Quando giovanotto ebbi la fortuna d’essere condotto in quello che era l’Everest del mondo che esploravo, a Berkeley, la prima cosa cosa che mi colpì appena entrato nel più tecnologico laboratorio che avessi mai visto, fu un leggio di legno che troneggiava in mezzo a tutti quegli apparecchi, con sopra un quadernone aperto e tutto scritto con diverse calligrafie. Quello era il diario dove tutti i membri del gruppo di ricerca annotavano gli accadimenti quotidiani.

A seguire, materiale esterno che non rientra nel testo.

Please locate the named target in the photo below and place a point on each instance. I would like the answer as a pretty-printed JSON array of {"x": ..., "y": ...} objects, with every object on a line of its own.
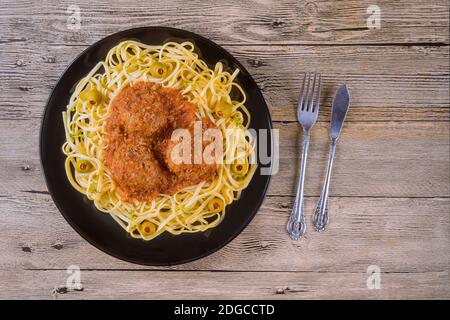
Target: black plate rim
[{"x": 92, "y": 241}]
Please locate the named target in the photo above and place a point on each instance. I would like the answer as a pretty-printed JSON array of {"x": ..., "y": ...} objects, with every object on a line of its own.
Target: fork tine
[
  {"x": 305, "y": 105},
  {"x": 315, "y": 108},
  {"x": 302, "y": 94},
  {"x": 311, "y": 104}
]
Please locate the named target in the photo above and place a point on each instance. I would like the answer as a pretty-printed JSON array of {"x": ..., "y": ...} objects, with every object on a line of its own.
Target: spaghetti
[{"x": 213, "y": 91}]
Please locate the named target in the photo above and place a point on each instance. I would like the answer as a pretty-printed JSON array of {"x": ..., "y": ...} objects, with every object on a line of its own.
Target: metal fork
[{"x": 307, "y": 111}]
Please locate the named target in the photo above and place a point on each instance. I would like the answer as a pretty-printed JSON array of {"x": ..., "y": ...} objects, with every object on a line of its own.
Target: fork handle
[
  {"x": 320, "y": 217},
  {"x": 296, "y": 225}
]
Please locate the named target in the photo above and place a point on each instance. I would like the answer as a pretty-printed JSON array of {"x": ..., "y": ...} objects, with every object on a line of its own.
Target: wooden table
[{"x": 390, "y": 187}]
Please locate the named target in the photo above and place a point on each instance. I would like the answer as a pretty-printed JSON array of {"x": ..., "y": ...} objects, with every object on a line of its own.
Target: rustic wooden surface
[{"x": 390, "y": 189}]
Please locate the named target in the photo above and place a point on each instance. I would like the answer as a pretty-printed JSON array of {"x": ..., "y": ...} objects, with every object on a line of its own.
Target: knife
[{"x": 341, "y": 102}]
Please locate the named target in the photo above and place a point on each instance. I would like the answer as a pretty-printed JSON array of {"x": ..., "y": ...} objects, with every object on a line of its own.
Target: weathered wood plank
[
  {"x": 224, "y": 285},
  {"x": 387, "y": 84},
  {"x": 392, "y": 159},
  {"x": 255, "y": 22},
  {"x": 399, "y": 235}
]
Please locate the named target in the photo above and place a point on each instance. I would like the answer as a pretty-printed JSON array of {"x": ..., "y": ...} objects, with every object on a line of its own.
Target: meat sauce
[{"x": 138, "y": 136}]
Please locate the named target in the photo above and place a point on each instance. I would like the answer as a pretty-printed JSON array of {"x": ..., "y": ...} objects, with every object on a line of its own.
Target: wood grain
[
  {"x": 390, "y": 190},
  {"x": 379, "y": 159},
  {"x": 398, "y": 235},
  {"x": 223, "y": 285},
  {"x": 401, "y": 84},
  {"x": 239, "y": 22}
]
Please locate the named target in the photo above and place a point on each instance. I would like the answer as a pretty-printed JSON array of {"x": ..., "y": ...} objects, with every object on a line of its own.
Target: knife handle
[{"x": 320, "y": 217}]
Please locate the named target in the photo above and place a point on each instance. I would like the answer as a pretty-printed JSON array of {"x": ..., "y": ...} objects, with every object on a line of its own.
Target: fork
[{"x": 307, "y": 111}]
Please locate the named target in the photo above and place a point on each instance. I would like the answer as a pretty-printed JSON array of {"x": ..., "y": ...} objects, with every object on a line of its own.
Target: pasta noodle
[{"x": 176, "y": 65}]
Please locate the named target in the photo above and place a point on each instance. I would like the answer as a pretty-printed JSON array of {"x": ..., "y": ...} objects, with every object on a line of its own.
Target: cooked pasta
[{"x": 217, "y": 97}]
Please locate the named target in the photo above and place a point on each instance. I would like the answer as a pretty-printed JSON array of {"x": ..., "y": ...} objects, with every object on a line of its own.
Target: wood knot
[
  {"x": 277, "y": 24},
  {"x": 58, "y": 245},
  {"x": 49, "y": 59},
  {"x": 282, "y": 290},
  {"x": 26, "y": 248},
  {"x": 311, "y": 8},
  {"x": 256, "y": 63}
]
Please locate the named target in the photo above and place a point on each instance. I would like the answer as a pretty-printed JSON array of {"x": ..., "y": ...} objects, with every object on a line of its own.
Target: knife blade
[{"x": 341, "y": 101}]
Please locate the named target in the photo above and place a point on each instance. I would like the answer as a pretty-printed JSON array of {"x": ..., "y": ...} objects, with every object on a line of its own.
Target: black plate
[{"x": 100, "y": 229}]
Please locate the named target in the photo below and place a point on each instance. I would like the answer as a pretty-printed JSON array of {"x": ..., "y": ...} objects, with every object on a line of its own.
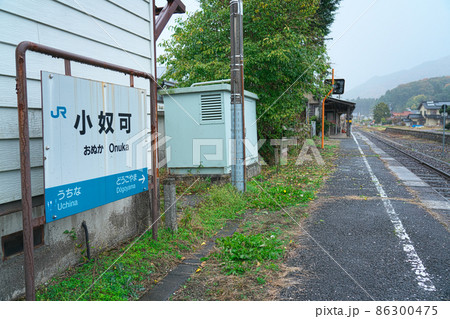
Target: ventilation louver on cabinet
[{"x": 211, "y": 107}]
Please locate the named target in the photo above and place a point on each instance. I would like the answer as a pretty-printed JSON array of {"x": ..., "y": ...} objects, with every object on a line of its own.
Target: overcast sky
[{"x": 379, "y": 37}]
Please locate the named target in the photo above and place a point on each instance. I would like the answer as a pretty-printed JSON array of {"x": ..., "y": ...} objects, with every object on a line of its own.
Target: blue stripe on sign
[{"x": 66, "y": 200}]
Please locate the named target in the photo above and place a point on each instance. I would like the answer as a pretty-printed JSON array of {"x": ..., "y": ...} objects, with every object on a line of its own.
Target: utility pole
[
  {"x": 323, "y": 106},
  {"x": 444, "y": 114},
  {"x": 237, "y": 96}
]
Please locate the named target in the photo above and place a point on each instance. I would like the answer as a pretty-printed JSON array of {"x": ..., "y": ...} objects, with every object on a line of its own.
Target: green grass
[
  {"x": 125, "y": 272},
  {"x": 241, "y": 252},
  {"x": 127, "y": 277}
]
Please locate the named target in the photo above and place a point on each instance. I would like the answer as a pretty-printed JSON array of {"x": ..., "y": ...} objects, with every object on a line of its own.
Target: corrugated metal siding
[{"x": 116, "y": 31}]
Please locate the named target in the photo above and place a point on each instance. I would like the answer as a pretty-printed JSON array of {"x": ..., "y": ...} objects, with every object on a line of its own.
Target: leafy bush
[{"x": 240, "y": 252}]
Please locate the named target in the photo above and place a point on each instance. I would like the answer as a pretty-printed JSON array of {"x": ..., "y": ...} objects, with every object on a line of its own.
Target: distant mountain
[
  {"x": 378, "y": 85},
  {"x": 408, "y": 95}
]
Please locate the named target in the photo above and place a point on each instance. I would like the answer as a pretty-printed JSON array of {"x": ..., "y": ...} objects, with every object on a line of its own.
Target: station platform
[{"x": 370, "y": 235}]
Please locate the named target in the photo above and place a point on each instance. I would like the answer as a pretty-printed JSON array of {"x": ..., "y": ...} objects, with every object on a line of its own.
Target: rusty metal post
[
  {"x": 25, "y": 170},
  {"x": 323, "y": 106},
  {"x": 154, "y": 136},
  {"x": 22, "y": 107},
  {"x": 238, "y": 178}
]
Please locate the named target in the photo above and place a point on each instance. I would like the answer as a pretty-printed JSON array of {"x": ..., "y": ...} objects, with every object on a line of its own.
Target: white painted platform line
[{"x": 422, "y": 277}]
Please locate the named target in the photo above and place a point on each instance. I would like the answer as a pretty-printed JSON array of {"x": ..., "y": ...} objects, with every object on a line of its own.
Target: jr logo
[{"x": 60, "y": 110}]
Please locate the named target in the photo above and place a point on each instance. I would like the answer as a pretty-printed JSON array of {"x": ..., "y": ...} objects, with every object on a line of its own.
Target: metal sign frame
[{"x": 24, "y": 136}]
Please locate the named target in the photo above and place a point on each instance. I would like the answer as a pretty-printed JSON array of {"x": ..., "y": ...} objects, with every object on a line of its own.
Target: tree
[
  {"x": 381, "y": 112},
  {"x": 414, "y": 102},
  {"x": 284, "y": 54}
]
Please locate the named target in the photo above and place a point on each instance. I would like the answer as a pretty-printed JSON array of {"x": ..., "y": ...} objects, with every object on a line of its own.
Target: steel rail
[{"x": 438, "y": 170}]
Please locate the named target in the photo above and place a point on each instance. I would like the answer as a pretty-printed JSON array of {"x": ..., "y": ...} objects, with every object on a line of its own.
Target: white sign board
[{"x": 96, "y": 139}]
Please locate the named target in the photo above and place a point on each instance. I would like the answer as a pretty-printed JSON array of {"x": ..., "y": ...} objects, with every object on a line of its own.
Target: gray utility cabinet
[{"x": 198, "y": 129}]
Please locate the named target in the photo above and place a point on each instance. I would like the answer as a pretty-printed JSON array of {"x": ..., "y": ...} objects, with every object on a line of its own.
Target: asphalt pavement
[{"x": 370, "y": 238}]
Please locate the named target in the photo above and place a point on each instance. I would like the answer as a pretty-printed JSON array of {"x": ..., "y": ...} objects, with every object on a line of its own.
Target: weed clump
[{"x": 239, "y": 253}]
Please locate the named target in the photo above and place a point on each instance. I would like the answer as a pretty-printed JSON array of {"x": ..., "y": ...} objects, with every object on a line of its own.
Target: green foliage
[
  {"x": 284, "y": 54},
  {"x": 122, "y": 280},
  {"x": 381, "y": 112},
  {"x": 240, "y": 252},
  {"x": 267, "y": 195}
]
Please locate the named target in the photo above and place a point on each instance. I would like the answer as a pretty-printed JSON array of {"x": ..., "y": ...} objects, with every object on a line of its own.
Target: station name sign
[{"x": 94, "y": 143}]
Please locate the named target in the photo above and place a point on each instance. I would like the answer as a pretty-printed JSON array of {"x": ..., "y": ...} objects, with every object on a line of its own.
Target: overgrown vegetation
[
  {"x": 253, "y": 255},
  {"x": 249, "y": 265}
]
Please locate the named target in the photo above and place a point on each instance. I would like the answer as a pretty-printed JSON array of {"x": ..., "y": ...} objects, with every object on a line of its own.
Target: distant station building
[
  {"x": 338, "y": 112},
  {"x": 430, "y": 115}
]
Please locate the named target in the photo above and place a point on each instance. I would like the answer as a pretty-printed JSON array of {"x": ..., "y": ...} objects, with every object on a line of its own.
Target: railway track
[{"x": 434, "y": 172}]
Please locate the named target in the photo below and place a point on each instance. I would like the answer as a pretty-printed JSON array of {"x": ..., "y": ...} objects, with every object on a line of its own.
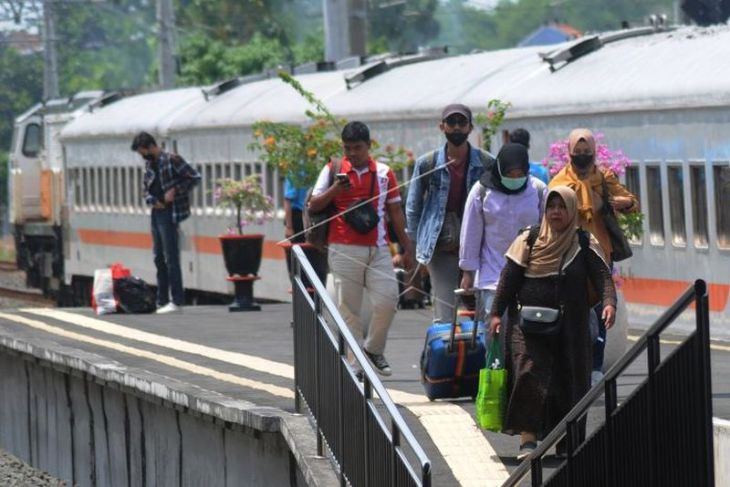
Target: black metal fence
[
  {"x": 356, "y": 420},
  {"x": 660, "y": 435}
]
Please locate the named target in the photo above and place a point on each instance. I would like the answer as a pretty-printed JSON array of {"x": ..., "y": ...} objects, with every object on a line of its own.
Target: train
[{"x": 658, "y": 93}]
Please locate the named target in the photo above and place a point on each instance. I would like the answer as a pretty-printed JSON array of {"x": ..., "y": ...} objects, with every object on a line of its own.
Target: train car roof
[
  {"x": 151, "y": 112},
  {"x": 684, "y": 67}
]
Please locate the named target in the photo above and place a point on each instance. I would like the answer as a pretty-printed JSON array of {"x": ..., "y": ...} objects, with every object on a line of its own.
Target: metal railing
[
  {"x": 357, "y": 420},
  {"x": 661, "y": 434}
]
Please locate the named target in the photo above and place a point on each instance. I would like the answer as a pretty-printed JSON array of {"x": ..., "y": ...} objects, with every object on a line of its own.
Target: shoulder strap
[
  {"x": 428, "y": 168},
  {"x": 532, "y": 236},
  {"x": 334, "y": 169},
  {"x": 584, "y": 239}
]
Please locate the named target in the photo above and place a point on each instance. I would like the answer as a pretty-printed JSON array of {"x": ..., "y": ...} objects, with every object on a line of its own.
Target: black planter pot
[{"x": 242, "y": 253}]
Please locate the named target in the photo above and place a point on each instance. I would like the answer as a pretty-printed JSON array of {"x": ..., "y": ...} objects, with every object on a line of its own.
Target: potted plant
[{"x": 242, "y": 252}]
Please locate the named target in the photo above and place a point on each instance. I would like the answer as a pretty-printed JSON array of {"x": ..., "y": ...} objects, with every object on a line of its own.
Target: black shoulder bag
[
  {"x": 539, "y": 320},
  {"x": 361, "y": 215}
]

Ecco, la parola blog viene subito associata a quella di un diario intimo, forse a causa di tanta stampa che semplifica un po’ troppo, o segue un po’ troppo supinamente i gusti che rendono di più. Anche quello che trovai in quel laboratorio di Berkeley era un diario, ma serviva a tracciare il percorso del gruppo e contribuiva a rinforzare il senso di un’identità e di un obiettivo comune.

Orbene, anche questa comunità virtuale, per ora bisognosa di molte cure perché appena nata, si può giovare di un pratica così semplice. Rinnovo quindi l’invito a scrivere un post, ciascuno sul proprio blog, con una piccola cronaca degli sforzi fatti fino ad ora. Scriveteci esattamente le cose che vi sareste detti oggi pomeriggio se vi foste trovati tutti insieme a prendere un te insieme e l’argomento fosse caduto su questo nuovo (per)corso che avete iniziato insieme. Claude ci ha già dato l’esempio.


P.S. Ho aggiornato il file opml con il blog ultimo arrivato, di Rosaria.

Come seguire le fonti in internet – un aiuto in più – #linf12

Simbolo feed
Simbolo feed

Per dare una mano a chi si trova in difficoltà cercando di includere i feed relativi ai blog di tutti i partecipanti nel servizio Google Reader, aggiungo un video che mostra esattamente questa operazione.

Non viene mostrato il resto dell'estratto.